On the other hand, and what makes this post different from most of the other posts I've seen about embedding Python in C/C++, is that I was interested on importing a module from C/C++ and making it available in the Python environment. Why would I want to do that? Well, imagine you want to supply an embedded interpreter in your hashing C/C++ application, wouldn't it be comfortable for the user to be able to do hashing routines without bothering on importing the hashlib module? After all, the user will be importing that module each time he uses the Python environment supplied in your application.

So to do this, we must first understand what the import command really does in Python: besides doing the obvious (importing the module) it also creates an object in the Python environment that references the imported module. So despite of the fact that there's a good looking PyImport_ImportModule() function in the Python C API, it only does the first part of the job. You'll then need to register that module with an object name that will reference it. One other thing you'll need to know is what is a module added to (what we have, so far, referred as "the Python environment"): in fact, modules are imported into other modules, and since PyRun_SimpleString() runs everything under the __main__ module, we'll first need to get a reference to that module and import the hashlib module into it. In our case, to import the hashlib module from C/C++, we'd do this:

Py_Initialize();
PyObject * mainModule = PyImport_AddModule("__main__");
PyObject * hashlibModule = PyImport_ImportModule("hashlib");
PyModule_AddObject(mainModule, "hashlib", hashlibModule);
PyRun_SimpleString("m=hashlib.md5()n"
"m.update('David E. Narváez')n"
"print m.hexdigest()");
Py_Finalize();

Notice how we can remove the import hashlib instruction in the string to run, since that module was imported before. It's also interesting to notice that in the PyModule_AddObject() call we could have given any other name to refer to the hashlib module, something you most likely don't want to do in your code so that users don't get confused, but is still worth to mention.

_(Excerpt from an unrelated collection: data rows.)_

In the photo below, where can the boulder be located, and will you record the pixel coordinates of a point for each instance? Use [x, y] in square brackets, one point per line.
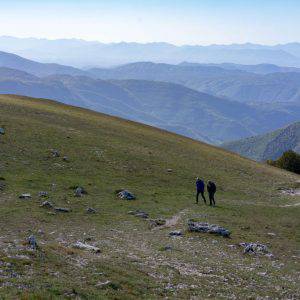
[55, 153]
[91, 210]
[25, 196]
[175, 233]
[80, 191]
[126, 195]
[47, 204]
[32, 242]
[254, 248]
[62, 209]
[43, 194]
[157, 222]
[139, 214]
[207, 228]
[83, 246]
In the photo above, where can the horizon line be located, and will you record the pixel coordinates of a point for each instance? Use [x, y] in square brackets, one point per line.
[150, 42]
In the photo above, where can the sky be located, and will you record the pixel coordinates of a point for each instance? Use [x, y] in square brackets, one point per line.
[174, 21]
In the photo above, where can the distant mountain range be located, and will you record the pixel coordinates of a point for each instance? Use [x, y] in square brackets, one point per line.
[82, 53]
[234, 83]
[268, 146]
[163, 100]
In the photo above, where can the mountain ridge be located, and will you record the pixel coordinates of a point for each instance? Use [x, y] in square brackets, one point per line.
[268, 146]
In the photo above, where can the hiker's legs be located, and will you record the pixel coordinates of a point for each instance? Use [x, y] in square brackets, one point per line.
[197, 196]
[213, 199]
[203, 197]
[210, 198]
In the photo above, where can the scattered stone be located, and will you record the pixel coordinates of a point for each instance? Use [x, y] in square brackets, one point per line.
[91, 210]
[62, 209]
[254, 248]
[25, 196]
[157, 222]
[208, 228]
[139, 214]
[175, 233]
[32, 242]
[103, 284]
[47, 204]
[245, 227]
[80, 191]
[126, 195]
[167, 248]
[83, 246]
[55, 153]
[42, 194]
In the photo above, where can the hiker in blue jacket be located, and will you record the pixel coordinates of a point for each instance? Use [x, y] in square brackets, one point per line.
[200, 186]
[211, 189]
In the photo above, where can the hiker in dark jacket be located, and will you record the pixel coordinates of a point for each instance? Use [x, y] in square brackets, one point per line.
[200, 186]
[211, 189]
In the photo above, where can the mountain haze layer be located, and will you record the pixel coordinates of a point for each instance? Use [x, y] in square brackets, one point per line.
[161, 104]
[82, 53]
[233, 83]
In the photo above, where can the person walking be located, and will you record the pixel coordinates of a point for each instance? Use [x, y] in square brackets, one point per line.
[200, 187]
[211, 189]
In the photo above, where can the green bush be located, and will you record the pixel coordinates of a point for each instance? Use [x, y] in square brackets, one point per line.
[289, 161]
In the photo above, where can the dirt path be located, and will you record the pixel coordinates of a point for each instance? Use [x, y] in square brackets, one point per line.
[291, 205]
[173, 221]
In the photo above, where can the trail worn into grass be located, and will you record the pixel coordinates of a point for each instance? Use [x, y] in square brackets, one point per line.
[135, 262]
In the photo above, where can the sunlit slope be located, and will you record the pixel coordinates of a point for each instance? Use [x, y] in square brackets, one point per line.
[105, 154]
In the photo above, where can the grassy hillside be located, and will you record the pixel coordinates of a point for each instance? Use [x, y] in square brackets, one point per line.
[105, 154]
[268, 146]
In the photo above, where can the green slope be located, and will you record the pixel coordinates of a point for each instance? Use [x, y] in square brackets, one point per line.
[106, 154]
[268, 146]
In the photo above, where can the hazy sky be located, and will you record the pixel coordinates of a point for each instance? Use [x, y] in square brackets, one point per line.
[174, 21]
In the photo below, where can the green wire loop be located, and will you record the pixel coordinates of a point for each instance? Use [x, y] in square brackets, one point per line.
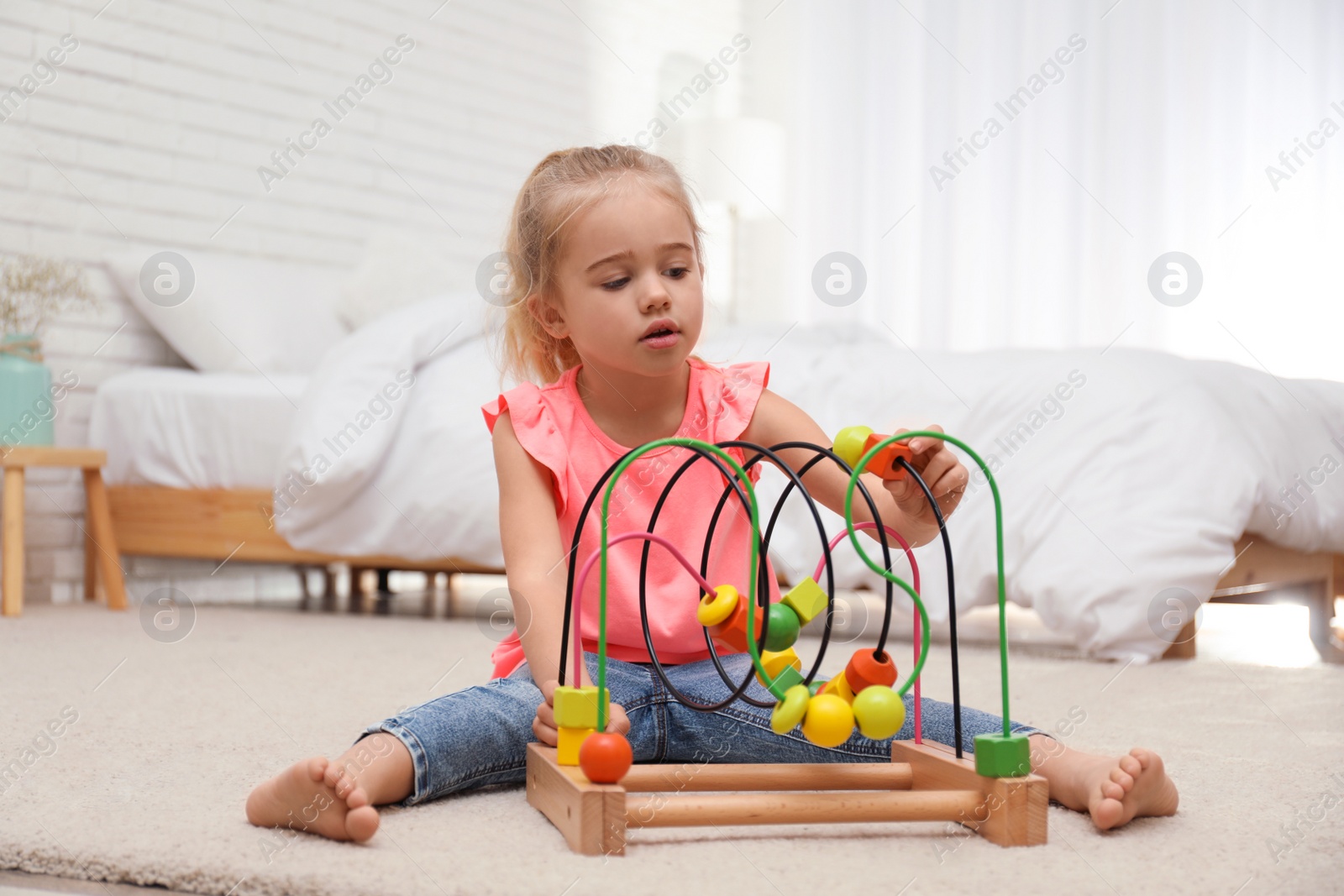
[891, 577]
[752, 580]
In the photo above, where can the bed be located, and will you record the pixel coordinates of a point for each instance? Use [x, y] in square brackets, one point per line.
[192, 452]
[1132, 479]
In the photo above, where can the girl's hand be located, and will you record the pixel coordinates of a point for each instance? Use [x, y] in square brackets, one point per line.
[543, 726]
[940, 469]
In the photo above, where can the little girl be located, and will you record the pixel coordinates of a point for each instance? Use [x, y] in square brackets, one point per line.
[606, 307]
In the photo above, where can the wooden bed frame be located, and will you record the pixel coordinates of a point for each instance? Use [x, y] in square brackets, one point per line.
[217, 524]
[1263, 573]
[214, 524]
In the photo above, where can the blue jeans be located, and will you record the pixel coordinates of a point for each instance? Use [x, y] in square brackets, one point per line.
[479, 735]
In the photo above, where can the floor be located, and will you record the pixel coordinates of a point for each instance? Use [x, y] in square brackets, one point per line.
[1267, 636]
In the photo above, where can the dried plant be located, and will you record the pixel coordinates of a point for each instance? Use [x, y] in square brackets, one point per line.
[34, 288]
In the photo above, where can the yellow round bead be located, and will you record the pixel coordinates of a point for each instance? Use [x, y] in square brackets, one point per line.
[790, 711]
[879, 712]
[718, 606]
[830, 720]
[850, 443]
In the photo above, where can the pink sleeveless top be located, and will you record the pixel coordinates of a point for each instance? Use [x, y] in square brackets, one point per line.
[554, 426]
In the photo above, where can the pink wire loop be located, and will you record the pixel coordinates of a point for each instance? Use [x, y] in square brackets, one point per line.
[914, 575]
[596, 557]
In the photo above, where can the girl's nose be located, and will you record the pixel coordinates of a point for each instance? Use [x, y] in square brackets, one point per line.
[656, 296]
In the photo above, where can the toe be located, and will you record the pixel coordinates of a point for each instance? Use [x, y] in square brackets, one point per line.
[360, 824]
[1108, 813]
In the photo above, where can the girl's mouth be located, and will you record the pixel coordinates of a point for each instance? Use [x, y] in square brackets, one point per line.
[662, 338]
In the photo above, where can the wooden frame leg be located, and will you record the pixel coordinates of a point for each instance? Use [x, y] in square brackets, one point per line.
[1014, 812]
[13, 539]
[104, 537]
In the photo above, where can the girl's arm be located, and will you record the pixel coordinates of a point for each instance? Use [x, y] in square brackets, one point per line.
[534, 558]
[902, 504]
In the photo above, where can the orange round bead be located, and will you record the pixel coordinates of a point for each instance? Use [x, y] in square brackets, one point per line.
[866, 669]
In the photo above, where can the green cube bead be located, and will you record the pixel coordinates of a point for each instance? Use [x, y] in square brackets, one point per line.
[806, 600]
[1000, 757]
[577, 707]
[788, 678]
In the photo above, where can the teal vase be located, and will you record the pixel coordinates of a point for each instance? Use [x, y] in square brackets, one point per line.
[26, 409]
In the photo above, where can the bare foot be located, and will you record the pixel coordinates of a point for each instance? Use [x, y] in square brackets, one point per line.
[1126, 788]
[315, 795]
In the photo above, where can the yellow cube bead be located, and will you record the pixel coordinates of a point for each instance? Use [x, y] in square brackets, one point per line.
[839, 685]
[568, 750]
[575, 707]
[806, 600]
[776, 661]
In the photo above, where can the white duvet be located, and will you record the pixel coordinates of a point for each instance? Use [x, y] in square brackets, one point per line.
[1122, 474]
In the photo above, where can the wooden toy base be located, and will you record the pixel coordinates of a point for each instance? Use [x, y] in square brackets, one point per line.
[924, 782]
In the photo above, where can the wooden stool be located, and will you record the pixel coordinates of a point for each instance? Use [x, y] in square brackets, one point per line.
[100, 542]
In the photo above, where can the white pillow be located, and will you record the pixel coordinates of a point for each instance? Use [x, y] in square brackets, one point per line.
[233, 312]
[398, 269]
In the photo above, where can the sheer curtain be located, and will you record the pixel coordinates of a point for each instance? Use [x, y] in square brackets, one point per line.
[1126, 130]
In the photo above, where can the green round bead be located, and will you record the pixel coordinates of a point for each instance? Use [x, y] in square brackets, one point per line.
[784, 627]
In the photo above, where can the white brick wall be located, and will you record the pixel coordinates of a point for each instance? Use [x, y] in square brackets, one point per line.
[156, 123]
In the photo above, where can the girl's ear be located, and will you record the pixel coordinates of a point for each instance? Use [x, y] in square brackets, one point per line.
[543, 309]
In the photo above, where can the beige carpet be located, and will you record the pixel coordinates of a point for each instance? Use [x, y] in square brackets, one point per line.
[147, 785]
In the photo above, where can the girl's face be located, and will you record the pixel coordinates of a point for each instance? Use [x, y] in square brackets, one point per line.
[629, 268]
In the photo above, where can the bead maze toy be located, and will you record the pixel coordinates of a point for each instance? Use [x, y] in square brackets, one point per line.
[588, 785]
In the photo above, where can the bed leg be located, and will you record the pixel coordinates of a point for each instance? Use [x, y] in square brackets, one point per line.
[1321, 611]
[328, 590]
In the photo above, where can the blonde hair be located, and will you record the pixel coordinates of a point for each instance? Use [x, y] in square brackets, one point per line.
[558, 188]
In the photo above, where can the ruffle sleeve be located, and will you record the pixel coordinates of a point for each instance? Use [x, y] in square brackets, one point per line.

That's all good, but then there are many other popular digest algorithms available in the hashlib module which you would use under python with code similar to this one:

from hashlib import md5, sha1
name = 'David E. Narváez'
m = md5()
s = sha1()
m.update(name)
s.update(name)
print m.hexdigest()
print s.hexdigest()

This brings us to the problem of implementing the from hashlib import md5, sha1 command using the Python C API which is still simple, yet a little more complex than just importing the module. What this command actually does is importing two members of the hashlib module (md5 and sha1) into the __main__ module and have them available through objects named the same way. The following commands will do that from C/C++:

PyObject * subModules = PyList_New(0);
PyList_Append(subModules, PyString_FromString("md5"));
PyList_Append(subModules, PyString_FromString("sha1"));
PyObject * hashlibImports = PyImport_ImportModuleEx("hashlib", NULL, NULL, subModules);
PyObject * md5Module = PyObject_GetAttr(hashlibImports, PyString_FromString("md5"));
PyObject * sha1Module = PyObject_GetAttr(hashlibImports, PyString_FromString("sha1"));
PyModule_AddObject(mainModule, "md5", md5Module);
PyModule_AddObject(mainModule, "sha1", sha1Module);

I must admit this piece of code looks a lot more alarming than the rest of the other examples, yet most of the complexity lies in the creation of a Python list that holds the name of the objects that will be imported from the hashlib module, not in the importing procedure itself. The string to be run by PyRun_SimpleString() won't include the from hashlib import md5, sha1 now that it was already added by the Python C API.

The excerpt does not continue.